柔軟性と、たたずまい。言うは易く、実行は難しい。

阿部晶人

気がつけば、ネット広告10年選手。それまでのCMやグラフィックだけでなく、2002年ごろからはネット広告も手がけ始めた私にとって、この10年を振り返ると様々な思いが巡る。斬新なネット表現がもてはやされた2006年前後の時期を経て、ブログやバイラルなどのブームも一段落し、全体的には落ち着きを取り戻した印象がある。何をやっても周囲に喜ばれる赤ちゃんの様な存在だったインターネットは、すくすく成長し、特別ではないが、いつも一緒にいてくれる大切な存在となったのだろう。

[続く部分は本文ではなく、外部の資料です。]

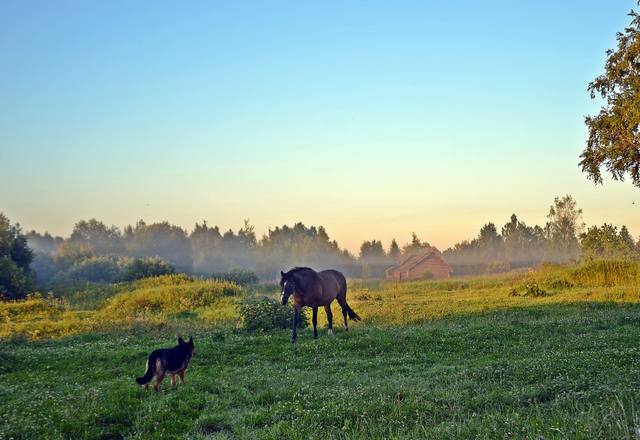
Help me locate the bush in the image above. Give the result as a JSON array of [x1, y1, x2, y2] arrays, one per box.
[[0, 257, 32, 299], [52, 256, 175, 283], [509, 282, 549, 297], [121, 257, 176, 281], [62, 257, 121, 283], [571, 260, 640, 287], [239, 297, 309, 331], [101, 275, 241, 318], [211, 269, 260, 286]]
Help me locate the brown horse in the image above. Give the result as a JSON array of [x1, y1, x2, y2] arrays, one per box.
[[280, 267, 360, 342]]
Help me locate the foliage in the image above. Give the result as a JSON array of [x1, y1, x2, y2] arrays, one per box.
[[211, 269, 260, 286], [0, 213, 33, 299], [123, 220, 192, 272], [100, 275, 241, 319], [580, 223, 640, 260], [120, 257, 175, 281], [443, 195, 584, 275], [580, 5, 640, 186], [570, 260, 640, 286], [256, 223, 359, 279], [238, 297, 309, 331], [510, 282, 549, 298], [52, 256, 175, 283]]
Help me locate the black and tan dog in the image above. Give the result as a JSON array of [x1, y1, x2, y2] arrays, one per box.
[[136, 337, 195, 391]]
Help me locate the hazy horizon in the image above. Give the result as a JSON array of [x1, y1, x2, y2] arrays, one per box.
[[0, 0, 640, 253]]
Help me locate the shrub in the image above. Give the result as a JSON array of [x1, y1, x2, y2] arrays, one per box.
[[571, 260, 640, 286], [52, 256, 175, 283], [509, 282, 549, 297], [120, 257, 176, 281], [101, 275, 241, 318], [211, 269, 260, 286], [0, 257, 32, 299], [239, 297, 309, 331], [62, 257, 121, 283]]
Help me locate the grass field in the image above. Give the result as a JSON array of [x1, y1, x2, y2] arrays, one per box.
[[0, 262, 640, 439]]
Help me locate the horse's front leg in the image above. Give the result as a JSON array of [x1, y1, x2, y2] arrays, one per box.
[[291, 305, 300, 344], [311, 307, 318, 339], [324, 304, 333, 336]]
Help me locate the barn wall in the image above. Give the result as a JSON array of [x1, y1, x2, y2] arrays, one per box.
[[409, 258, 451, 279]]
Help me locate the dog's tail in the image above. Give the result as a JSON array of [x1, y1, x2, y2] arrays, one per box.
[[136, 354, 156, 385], [347, 304, 362, 321]]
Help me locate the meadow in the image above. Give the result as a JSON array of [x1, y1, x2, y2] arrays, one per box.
[[0, 262, 640, 439]]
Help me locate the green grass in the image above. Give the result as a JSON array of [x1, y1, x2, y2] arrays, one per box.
[[0, 303, 640, 439], [0, 268, 640, 439]]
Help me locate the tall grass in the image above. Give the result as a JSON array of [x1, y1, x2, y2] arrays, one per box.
[[0, 261, 640, 339], [570, 260, 640, 287]]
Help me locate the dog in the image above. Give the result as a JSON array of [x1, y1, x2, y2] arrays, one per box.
[[136, 336, 195, 391]]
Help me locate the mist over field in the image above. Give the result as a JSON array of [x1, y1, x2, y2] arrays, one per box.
[[0, 0, 640, 440]]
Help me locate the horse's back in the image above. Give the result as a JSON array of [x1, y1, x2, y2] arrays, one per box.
[[318, 269, 347, 296]]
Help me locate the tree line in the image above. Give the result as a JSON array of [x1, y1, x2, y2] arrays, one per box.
[[0, 195, 640, 297]]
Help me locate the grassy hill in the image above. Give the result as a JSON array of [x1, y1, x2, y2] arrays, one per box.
[[0, 265, 640, 439]]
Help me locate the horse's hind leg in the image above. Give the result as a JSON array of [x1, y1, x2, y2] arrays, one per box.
[[324, 304, 333, 336], [337, 297, 349, 331], [311, 307, 318, 339]]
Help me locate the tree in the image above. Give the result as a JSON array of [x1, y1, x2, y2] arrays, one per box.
[[580, 223, 638, 260], [0, 213, 33, 299], [360, 240, 387, 262], [389, 238, 400, 261], [69, 218, 123, 256], [402, 232, 432, 255], [546, 194, 584, 263], [580, 5, 640, 187]]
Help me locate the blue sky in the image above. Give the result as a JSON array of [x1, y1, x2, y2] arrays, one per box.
[[0, 0, 640, 250]]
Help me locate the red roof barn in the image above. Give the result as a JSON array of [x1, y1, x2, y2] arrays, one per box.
[[385, 249, 453, 281]]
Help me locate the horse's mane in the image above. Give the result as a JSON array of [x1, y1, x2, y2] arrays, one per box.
[[285, 266, 320, 292]]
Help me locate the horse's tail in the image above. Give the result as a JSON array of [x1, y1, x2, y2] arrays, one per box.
[[333, 270, 362, 323]]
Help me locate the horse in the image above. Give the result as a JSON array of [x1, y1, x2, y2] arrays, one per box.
[[280, 267, 360, 343]]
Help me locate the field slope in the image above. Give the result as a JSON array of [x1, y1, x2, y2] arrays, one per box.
[[0, 266, 640, 439]]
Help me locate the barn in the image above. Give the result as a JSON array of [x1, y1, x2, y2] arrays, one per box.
[[385, 249, 453, 281]]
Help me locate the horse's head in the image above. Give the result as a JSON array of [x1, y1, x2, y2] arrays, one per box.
[[280, 271, 296, 306]]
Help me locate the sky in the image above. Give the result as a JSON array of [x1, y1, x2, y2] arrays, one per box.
[[0, 0, 640, 251]]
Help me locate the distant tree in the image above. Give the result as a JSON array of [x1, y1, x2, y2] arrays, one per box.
[[53, 240, 95, 270], [189, 221, 225, 275], [502, 214, 546, 267], [580, 223, 638, 260], [25, 231, 64, 255], [359, 240, 387, 261], [358, 240, 390, 278], [124, 220, 192, 272], [620, 225, 636, 249], [389, 238, 400, 261], [69, 218, 124, 256], [402, 232, 435, 255], [256, 223, 360, 279], [0, 213, 33, 299], [580, 5, 640, 186], [545, 194, 584, 263]]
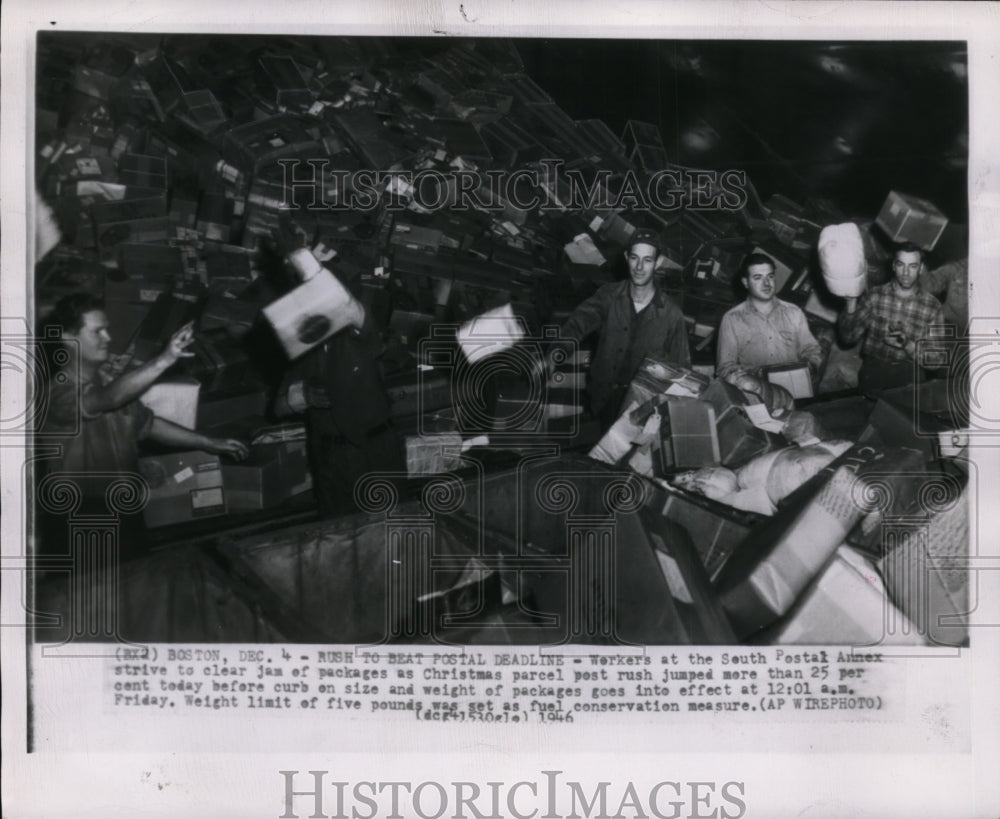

一般化はしたものの、相変わらずネット上では毎日新しい技術が誕生し、それを活用した広告が次々に作られていく。海外で開催されるメディアアートの祭典や、テクノロジーの祭典で新しい技術を見つけ、それらが広告として世の中に紹介され消費されていく。いずれこのサイクルも途切れるのかと思いきや、ますます加速している感がある。今、隆盛を極めるソーシャルメディアも来年はどれが生き残っているのだろう。あたかも、目の前を走り過ぎる電車の中にいる乗客を一人ひとり見極めるかのような動体視力を求められている状況だ。しかし、大変な思いをして次のトレンドや技術を見つけ出しても、それが本流とならないことが多いのも事実。今後もおそらく数多くの技術がネットを賑わせることになるだろうが、ここらで広告業に携わる人たちは追いかけることに気を取られず、しばし目を閉じて考えるべきかもしれない。

「最新」から「最適」へ

確かに今まではネット広告においても「最新技術」が最強の武器だった。しかし技術の新陳代謝がこれだけ速くなってきた今は、最新だけではなく「最適」を見つける能力が求められている。つまり、今必要なことは「先見の明」ではなく、どんな状況にも対応できる「柔軟性」なのではないか。